De arts heeft verklaard dat hij de door hem in zijn journaal beschreven verdichting links onder in de linkerborst, waar een pijnklacht werd aangegeven, als een klierweefselpakket heeft gediagnostiseerd, en dat hij, als hij een knobbel gevoeld had, klaagster onmiddellijk zou hebben doorgestuurd. Ook indien juist is dat de arts geen duidelijk begrensde weerstand heeft gevoeld, zou hij klaagster, gelet op haar leeftijd, na de eerstvolgende menstruatie hebben moeten terugbestellen. De instructie dat zij zelf haar borsten goed moest controleren is te weinig specifiek, in aanmerking genomen dat de arts mogelijke alarmsignalen niet met klaagster heeft besproken en er ook geen schriftelijke instructie over zelfonderzoek beschikbaar was.

Aannemelijk is dat de arts zich door de leeftijd van klaagster heeft laten misleiden en op grond daarvan - ten onrechte - heeft verondersteld dat zolang geen maligniteit was gebleken, het om een goedaardige afwijking ging, alsmede dat hij in deze veronderstelling is gesteund door de negatieve mammografie, die hij volgens zijn verklaring bij zijn beoordeling weliswaar niet beslissend heeft geacht maar wel heeft laten meewegen.
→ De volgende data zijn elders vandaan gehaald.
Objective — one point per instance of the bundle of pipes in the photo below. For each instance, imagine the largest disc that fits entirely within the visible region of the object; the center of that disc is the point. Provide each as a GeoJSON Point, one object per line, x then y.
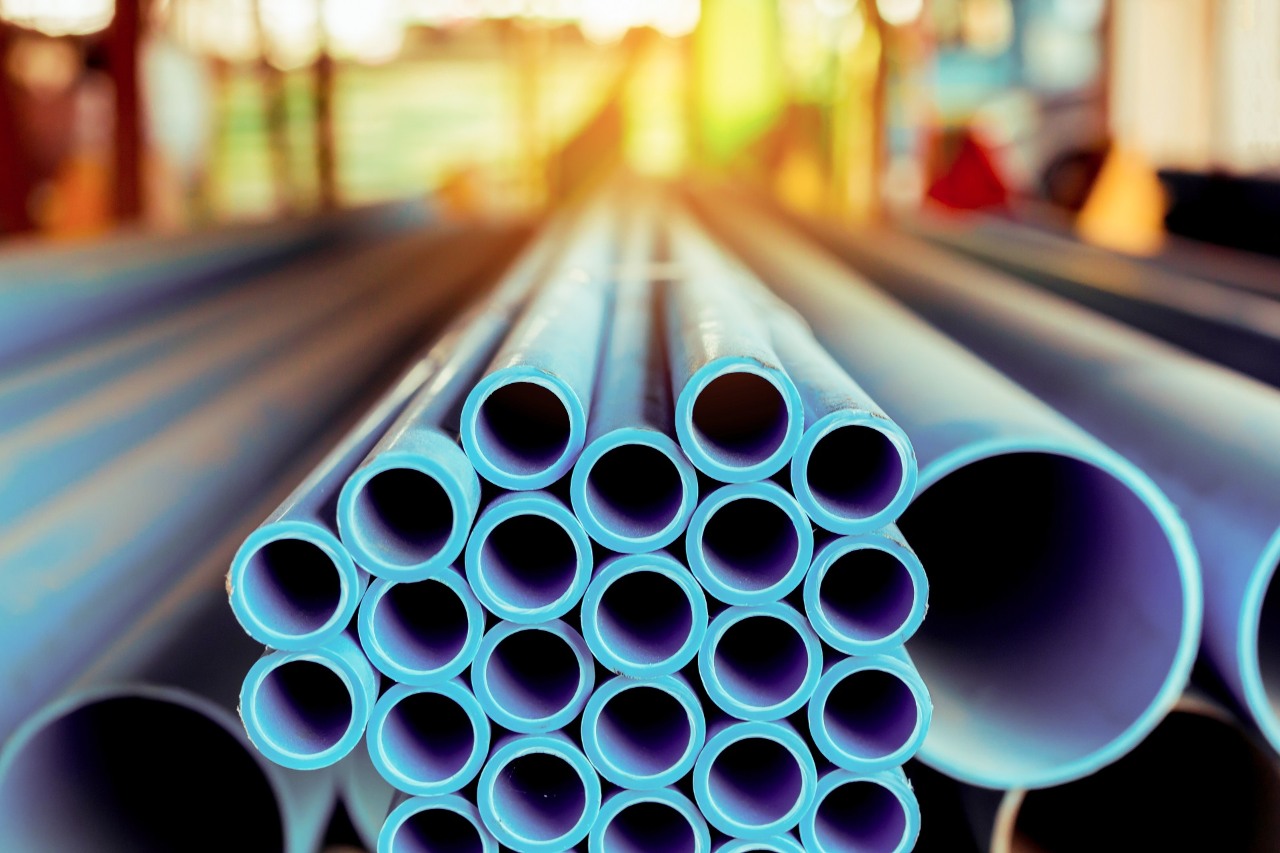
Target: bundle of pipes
{"type": "Point", "coordinates": [501, 609]}
{"type": "Point", "coordinates": [135, 454]}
De arts heeft zich evenwel in november, toen bij klaagster sprake was van een toename van de klachten, niet afgevraagd waarom zij weer terugkwam.

Het Centraal College is van oordeel dat de betekenis van een mammografie voor de individuele patiënte in belangrijke mate wordt bepaald door de duidelijkheid en volledigheid van de informatie van zowel de aanvrager als de röntgenoloog. Een en ander was in casu onvoldoende.

9. Op grond van het voorgaande is het Centraal College van oordeel dat de arts verwijtbaar is tekortgeschoten door klaagster pas na lange tijd terug te bestellen. De door de arts aangevoerde grieven, voor zover zij niet reeds in het hiervoor overwogene hun weerlegging vinden, kunnen aan deze slotsom niet afdoen. Het Centraal College verenigt zich ook met de door het College in eerste aanleg opgelegde maatregel, die passend is gelet op de omstandigheden van het geval en in het bijzonder de mate van verwijtbaarheid van het handelen van de arts. De beslissing van het College in eerste aanleg dient derhalve te worden bevestigd. Om redenen aan het openbaar belang ontleend acht het Centraal College publicatie van de onderhavige beslissing op de voet van art. 13b Medische Tuchtwet op de hierna aan te geven wijze geboden.

10. Het Centraal Medisch Tuchtcollege:

Rechtdoende in hoger beroep:

Bevestigt de beslissing waarvan hoger beroep;

Bepaalt dat de onderhavige beslissing op voet van art. 13b Medische Tuchtwet zal worden openbaar gemaakt door plaatsing in de Nederlandse Staatscourant en toezending aan de redacties van Medisch Contact en het Tijdschrift voor Gezondheidsrecht met het verzoek tot plaatsing.

Aldus gegeven in Raadkamer door:

mr. P. Neleman, voorzitter; mw. dr. C. Hermann, dr. J. J. Hamming, J. S. Pöll, K. W. Woltering, leden-geneeskundigen; in tegenwoordigheid van mr. H. J. Walter-Ebbenhout, secretaris en uitgesproken ter openbare terechtzitting van 25 maart 1997, door mr. P. Neleman, in tegenwoordigheid van de secretaris.